L'errore da non fare
Non versare il mosto bollente nei tuorli crudi: la mistura cotta a freddo conserva meglio il sapore naturale. Aggiungere il mosto già cotto e a temperatura ambiente garantisce che i tuorli si mantengano cremosi senza rischio di cottura parziale. Un altro errore comune è dimenticare di raffreddare il composto in frigorifero prima del congelamento: saltare questo passaggio rende il gelato granuloso e meno cremoso, perché i cristalli di ghiaccio si formano troppo rapidamente.
I nostri consigli
- Conserva il gelato nel freezer per massimo 3-4 giorni, coperto con pellicola trasparente. Se noti che indurisce eccessivamente oltre il terzo giorno, lascialo 10 minuti a temperatura ambiente prima di servirlo, oppure frulla una porzione aggiungendo un cucchiaio di latte tiepido per renderlo di nuovo cremoso.
- Il mosto d'uva cotto si trova in negozi di specialità alimentari, botteghe biologiche e online. Se non lo trovi, puoi preparartelo in casa facendo cuocere a fuoco lento 500 ml di mosto d'uva fresco fino a ridurlo della metà, ma il tempo di preparazione complessiva aumenta notevolmente.
- Accompagna il gelato con una manciata di nocciole tostate non salate o di pistacchio: il contrasto tra il dolce del gelato e il leggero amaro della nocciola esalta entrambi i sapori. Una fetta di pane integrale croccante è un abbinamento classico nelle regioni dove è tradizionale questo gelato.
- Se desideri una versione senza uova, puoi sostituire i tuorli con 20 g di lecitina di soia mescolata al latte tiepido, anche se il risultato sarà leggermente meno cremoso e leggermente più gelido.
Quando prepararla
Il gelato di mosto cotto è tipico dell'autunno e dell'inverno, quando il mosto d'uva appena cotto è disponibile nelle aziende agricole e nei torchi. Se preparato con mosto conservato, lo puoi realizzare tutto l'anno, ma risulta più apprezzato nei mesi freddi, quando il desiderio di gelato diminuisce e il suo gusto intenso e dolce compensa il clima meno favorevole ai dessert gelati. È perfetto dopo i pasti festivi autunnali, in particolare a novembre, oppure durante le feste invernali come alternativa ai gelati più comuni.
Domande frequenti
- Posso usare mosto d'uva fresco non cotto? No, il mosto fresco ha un'acidità elevata e una consistenza troppo liquida. Il mosto cotto concentrato è essenziale per il sapore caratteristico e la giusta densità del gelato.

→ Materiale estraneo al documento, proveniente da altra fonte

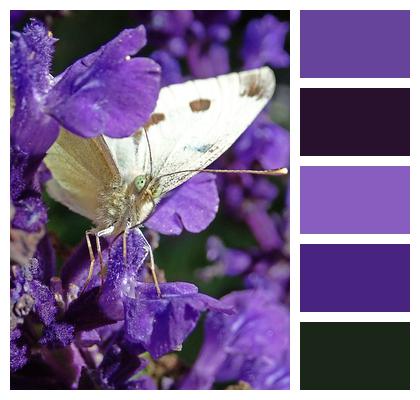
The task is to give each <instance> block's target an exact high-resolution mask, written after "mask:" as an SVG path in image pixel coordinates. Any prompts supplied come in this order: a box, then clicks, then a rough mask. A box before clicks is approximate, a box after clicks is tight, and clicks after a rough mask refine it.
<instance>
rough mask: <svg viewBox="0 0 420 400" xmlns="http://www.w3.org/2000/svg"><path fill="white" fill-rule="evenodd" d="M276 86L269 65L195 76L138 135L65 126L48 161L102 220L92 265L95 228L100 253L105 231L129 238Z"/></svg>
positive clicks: (80, 213) (240, 130)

- Il gelato contiene alcol? No, il mosto d'uva cotto non contiene alcol. La cottura lo trasforma in uno sciroppo dolce naturale privo di fermentazione.
- Serve davvero la gelatiera? No, è facoltativa. Mescolando ogni 40 minuti durante il congelamento ottieni un risultato molto simile, anche se richiede più attenzione manuale.
- Qual è la differenza tra mosto cotto e sapa? La sapa è una riduzione ancora più concentrata, quasi uno sciroppo denso. Il mosto cotto ha una consistenza più fluida e un sapore leggermente meno intenso. Per il gelato va bene il mosto cotto standard.